Medical aid schemes can be confusing, with some appearing to offer a lot… Until you study the fine print. You’re probably spending a hefty portion of your monthly income on health cover, so make sure you’re on the right plan.
1. Hospital plan or full cover?
Hospital plans are usually more affordable than full-cover plans, unless you or your family members are regulars at the doctor’s office, suffer from ongoing health issues, or have expensive prescriptions that require routine filling. If you’re generally healthy, a hospital plan may make more financial sense. It’s also worth noting that even hospital plans cover you for prescribed minimum benefits, which include 25 chronic conditions, any emergency conditions, and a limited set of 270 medical conditions.
2. What can you afford?
Everyone wants to provide the most comprehensive cover they can for their families, but it’s necessary to assess your finances realistically. Your income may not stretch far enough to afford full cover, so it’s important to examine what’s on offer carefully. When choosing a plan, compare which options provide the best deals for family cover and what your monthly contributions would be. Be wary of ‘too-good-to-be-true’ insurance plans that pay out per day spent in hospital, as these very often aren’t sufficient to cover even a small percentage of the medical costs involved.
3. What are the benefits?
Go through the benefits of medical aid plans with a fine-toothed comb, as they may appear to cover the full amount in a variety of situations, but might actually provide inadequate savings and day-to-day limits. If the savings are small, you could quickly exhaust your day-today coverage. It’s also worth checking what they offer versus how much hospitals really charge – you may find that you’re discharged with a hefty bill, as private hospitals can be vastly more expensive than medical aid rates. You may want to consider an option that pays 200% or more of the medical fund rate for hospital treatment.
4. Are there refusals to consider?
Be aware that certain plans may refuse to allow you to claim for specified conditions for a limited period, although not longer than a year. You also may not be able to receive day-to-day benefits within the first three months of signing up, so make sure you’re aware of all exclusions that could affect you before you commit.
5. What’s the overall hospital limit?
The overall limit in a plan may seem perfectly reasonable, but consider that it applies to all family members covered by the same plan. If the entire family were to be affected by an accident or illness at the same time, the total pay-out amount would have to be divided among everyone, which may not be sufficient to provide for everyone’s care.
6. What’s the scheme’s pay-out record?
Do some research into your chosen plan’s pay-outs online and speak to your healthcare provider or nearest hospital to find out if they’ve experienced any notable issues when it comes to particular plans covering treatment.
7. Are the providers reputable?
Do some research into how reliable and reputable the medical plan provider is.
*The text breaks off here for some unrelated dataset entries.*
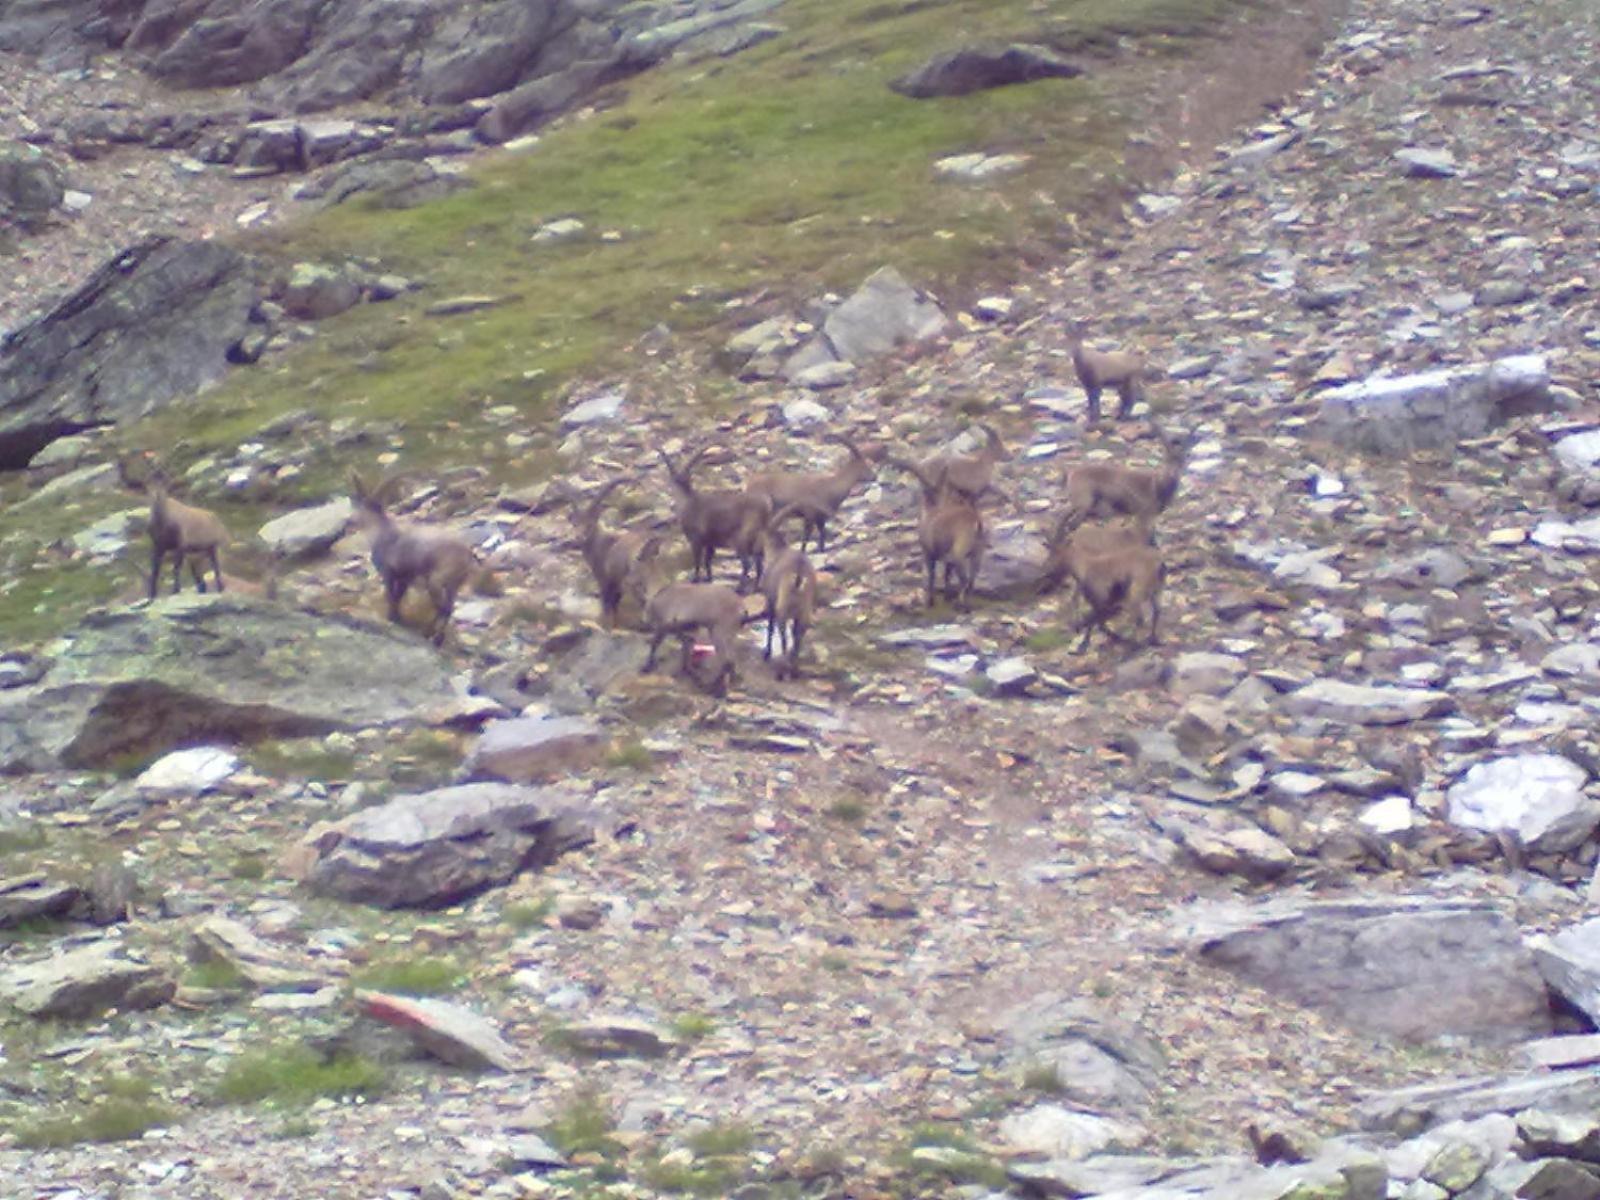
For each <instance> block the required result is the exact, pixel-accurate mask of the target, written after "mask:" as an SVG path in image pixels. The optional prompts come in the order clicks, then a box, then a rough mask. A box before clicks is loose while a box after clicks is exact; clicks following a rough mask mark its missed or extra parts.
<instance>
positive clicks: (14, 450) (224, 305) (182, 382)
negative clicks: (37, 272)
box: [0, 237, 256, 470]
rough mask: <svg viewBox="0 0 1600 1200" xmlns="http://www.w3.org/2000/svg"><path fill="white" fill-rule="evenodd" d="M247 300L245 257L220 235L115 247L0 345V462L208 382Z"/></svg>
mask: <svg viewBox="0 0 1600 1200" xmlns="http://www.w3.org/2000/svg"><path fill="white" fill-rule="evenodd" d="M254 302H256V280H254V277H253V272H251V269H250V262H248V259H246V258H245V256H243V254H240V253H238V251H237V250H232V248H229V246H226V245H222V243H221V242H178V240H174V238H168V237H152V238H146V240H144V242H139V243H138V245H134V246H130V248H128V250H125V251H122V253H120V254H117V256H115V258H114V259H110V261H109V262H107V264H106V266H102V267H101V269H99V270H96V272H94V274H93V275H91V277H90V278H88V282H85V283H83V285H82V286H80V288H78V290H77V291H74V293H72V294H70V296H67V298H66V299H62V301H61V302H59V304H58V306H56V307H54V309H51V310H50V312H46V314H45V315H43V317H40V318H38V320H35V322H32V323H29V325H24V326H22V328H19V330H16V331H14V333H11V334H10V336H6V339H5V341H3V342H0V470H16V469H21V467H24V466H27V461H29V459H30V458H32V456H34V454H35V453H38V450H40V448H43V446H45V445H48V443H50V442H53V440H54V438H58V437H66V435H69V434H77V432H82V430H85V429H91V427H94V426H106V424H120V422H123V421H136V419H139V418H144V416H149V414H150V413H154V411H157V410H158V408H162V406H163V405H166V403H168V402H171V400H174V398H178V397H182V395H189V394H192V392H197V390H200V389H202V387H206V386H208V384H213V382H216V381H218V379H219V378H221V376H222V374H224V373H226V371H227V370H229V352H230V350H232V349H234V347H235V346H237V344H238V339H240V338H242V336H243V334H245V330H246V325H248V322H250V310H251V307H253V306H254Z"/></svg>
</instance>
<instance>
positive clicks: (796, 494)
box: [746, 434, 874, 554]
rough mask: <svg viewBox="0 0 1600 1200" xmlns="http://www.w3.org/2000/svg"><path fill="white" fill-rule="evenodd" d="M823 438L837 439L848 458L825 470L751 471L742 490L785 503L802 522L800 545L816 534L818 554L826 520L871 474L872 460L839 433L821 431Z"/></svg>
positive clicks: (801, 545) (821, 550)
mask: <svg viewBox="0 0 1600 1200" xmlns="http://www.w3.org/2000/svg"><path fill="white" fill-rule="evenodd" d="M822 437H824V440H827V442H837V443H838V445H842V446H843V448H845V450H848V451H850V458H846V459H845V461H843V462H840V464H838V466H837V467H834V470H829V472H808V470H768V472H763V474H760V475H752V477H750V482H749V485H747V486H746V491H747V493H750V494H754V496H766V498H768V499H771V502H773V504H774V506H778V507H781V506H789V507H792V510H794V512H795V514H797V515H798V517H800V518H802V520H803V522H805V530H803V533H802V536H800V549H802V550H803V549H805V547H806V542H808V541H810V539H811V534H813V533H814V534H816V549H818V554H821V552H822V550H826V549H827V523H829V520H832V518H834V515H835V514H837V512H838V509H840V506H842V504H843V502H845V501H846V499H848V498H850V493H851V491H854V490H856V488H858V486H861V485H862V483H866V482H867V480H869V478H872V475H874V467H872V462H870V461H867V456H866V454H862V453H861V450H859V448H858V446H856V443H854V442H851V440H850V438H848V437H845V435H843V434H824V435H822Z"/></svg>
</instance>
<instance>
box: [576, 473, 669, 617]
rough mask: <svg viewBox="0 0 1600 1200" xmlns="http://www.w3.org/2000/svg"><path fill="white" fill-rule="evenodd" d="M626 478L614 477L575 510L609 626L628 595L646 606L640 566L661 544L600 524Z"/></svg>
mask: <svg viewBox="0 0 1600 1200" xmlns="http://www.w3.org/2000/svg"><path fill="white" fill-rule="evenodd" d="M622 482H624V480H619V478H614V480H610V482H608V483H605V485H603V486H602V488H600V491H598V493H595V496H594V499H590V501H589V506H587V507H586V509H582V510H578V509H576V507H574V514H573V515H574V525H576V526H578V538H579V544H581V546H582V552H584V562H587V563H589V570H590V573H592V574H594V578H595V582H597V584H598V586H600V619H602V621H603V622H605V626H606V627H608V629H610V627H614V626H616V621H618V613H619V611H621V608H622V598H624V597H626V595H634V597H635V598H637V602H638V603H640V606H643V579H642V576H640V568H642V566H643V563H645V562H648V560H650V558H653V557H654V554H656V547H658V546H659V539H658V538H651V536H646V534H643V533H637V531H634V530H626V531H622V533H608V531H605V530H602V528H600V510H602V509H603V507H605V501H606V498H608V496H610V494H611V493H613V491H614V490H616V488H619V486H621V485H622ZM574 506H576V499H574Z"/></svg>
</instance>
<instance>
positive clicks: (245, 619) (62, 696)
mask: <svg viewBox="0 0 1600 1200" xmlns="http://www.w3.org/2000/svg"><path fill="white" fill-rule="evenodd" d="M461 709H462V701H461V698H458V696H456V693H454V690H453V686H451V680H450V672H448V662H446V661H445V659H443V656H440V654H438V651H435V650H434V648H432V646H430V645H427V643H424V642H422V640H421V638H418V637H416V635H414V634H408V632H405V630H400V629H392V627H389V626H376V624H368V622H363V621H355V619H349V618H331V616H315V614H310V613H302V611H299V610H293V608H283V606H280V605H274V603H267V602H262V600H256V598H250V597H240V595H234V594H221V595H218V594H206V595H200V594H194V592H187V594H181V595H174V597H170V598H163V600H158V602H155V603H154V605H139V606H134V608H123V610H117V611H107V613H99V614H94V616H90V618H88V619H86V621H85V622H83V624H80V626H78V627H77V629H75V630H74V632H72V634H70V637H67V638H64V640H62V643H61V645H59V646H58V648H56V651H54V658H53V662H51V666H50V670H46V672H45V675H43V678H42V680H40V682H38V683H35V685H32V686H27V688H14V690H10V691H5V693H0V771H18V770H32V771H37V770H53V768H61V766H94V765H101V763H106V762H110V760H114V758H117V757H120V755H128V754H150V752H158V750H168V749H173V747H179V746H192V744H195V742H200V741H205V742H216V741H254V739H259V738H293V736H304V734H322V733H330V731H334V730H357V728H370V726H379V725H398V723H408V722H434V720H451V718H453V717H456V715H458V714H459V712H461Z"/></svg>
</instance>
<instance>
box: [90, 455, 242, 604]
mask: <svg viewBox="0 0 1600 1200" xmlns="http://www.w3.org/2000/svg"><path fill="white" fill-rule="evenodd" d="M142 458H144V459H146V462H147V464H149V466H147V472H146V475H144V477H142V478H141V477H136V475H134V474H133V472H131V470H130V469H128V459H126V458H118V459H117V474H118V475H120V478H122V482H123V486H128V488H133V490H134V491H149V494H150V600H154V598H155V590H157V584H158V581H160V574H162V562H165V558H166V557H168V555H171V558H173V594H174V595H176V594H178V592H179V590H181V589H182V571H184V558H187V560H189V570H190V573H192V574H194V579H195V587H198V589H200V590H202V592H203V590H205V573H203V571H202V570H200V560H202V558H205V560H206V562H210V563H211V573H213V574H214V576H216V590H219V592H221V590H222V566H221V563H219V562H218V552H219V550H221V549H222V544H224V542H226V541H227V530H226V528H224V526H222V522H221V520H219V518H218V515H216V514H214V512H211V510H208V509H198V507H194V506H190V504H181V502H178V501H174V499H173V498H171V494H170V491H168V488H170V486H171V483H170V480H168V478H166V474H165V472H163V470H162V469H160V467H157V466H155V464H154V462H152V461H150V456H149V454H144V456H142Z"/></svg>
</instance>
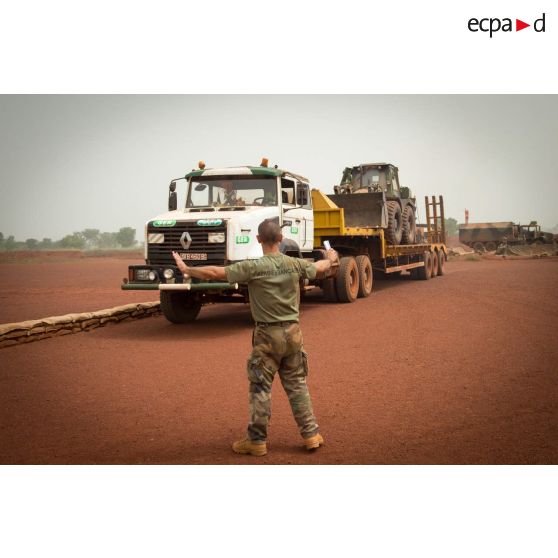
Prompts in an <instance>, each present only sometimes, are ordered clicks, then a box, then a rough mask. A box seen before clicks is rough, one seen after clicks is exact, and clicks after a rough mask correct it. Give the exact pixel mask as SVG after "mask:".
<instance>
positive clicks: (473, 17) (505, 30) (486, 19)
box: [467, 13, 546, 38]
mask: <svg viewBox="0 0 558 558" xmlns="http://www.w3.org/2000/svg"><path fill="white" fill-rule="evenodd" d="M545 17H546V14H544V13H543V15H542V17H540V18H539V19H536V20H535V21H534V23H533V29H534V30H535V32H536V33H544V32H545V24H546V22H545ZM467 27H468V28H469V31H472V32H473V33H477V32H479V31H482V32H484V33H490V38H492V35H493V34H494V33H497V32H498V31H503V32H510V31H513V24H512V19H511V18H509V17H505V18H504V19H500V18H497V17H485V18H483V19H477V18H475V17H472V18H471V19H470V20H469V22H468V24H467ZM527 27H531V24H530V23H525V22H524V21H521V20H520V19H516V20H515V31H521V30H522V29H526V28H527Z"/></svg>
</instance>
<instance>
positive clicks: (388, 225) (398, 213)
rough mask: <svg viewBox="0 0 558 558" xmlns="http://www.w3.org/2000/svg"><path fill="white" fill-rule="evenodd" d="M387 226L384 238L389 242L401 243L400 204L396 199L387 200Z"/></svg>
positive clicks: (401, 225)
mask: <svg viewBox="0 0 558 558" xmlns="http://www.w3.org/2000/svg"><path fill="white" fill-rule="evenodd" d="M387 208H388V228H387V229H386V239H387V241H388V243H389V244H393V245H397V244H401V236H402V235H403V226H402V218H401V206H400V205H399V204H398V203H397V202H396V201H388V202H387Z"/></svg>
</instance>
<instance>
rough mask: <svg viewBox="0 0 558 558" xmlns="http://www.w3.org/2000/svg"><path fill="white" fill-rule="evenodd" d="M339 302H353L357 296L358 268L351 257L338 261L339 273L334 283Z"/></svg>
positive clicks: (357, 282) (346, 257)
mask: <svg viewBox="0 0 558 558" xmlns="http://www.w3.org/2000/svg"><path fill="white" fill-rule="evenodd" d="M335 286H336V287H337V296H338V297H339V302H354V301H355V300H356V298H357V296H358V287H359V280H358V267H357V264H356V260H355V259H354V258H353V257H352V256H346V257H344V258H341V259H340V260H339V271H338V272H337V278H336V281H335Z"/></svg>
It’s essential that they’re financially solvent – by law, medical aid plans must have at least 25% of members’ annual contributions in reserve. This is essential information, as the last thing you want is for the company to go bankrupt and find yourself in hospital with none of the coverage you’ve already paid for.
8. Do you need professional advice?
If you’re unsure of which plan is best for you and your family, or are overwhelmed by all the options on offer, seek professional advice from an independent broker. As they’re unattached to any particular plan and aren’t paid to promote one over another, they’re able to help you reach a decision based on your specific needs, according to which
can offer you the best benefits for your money.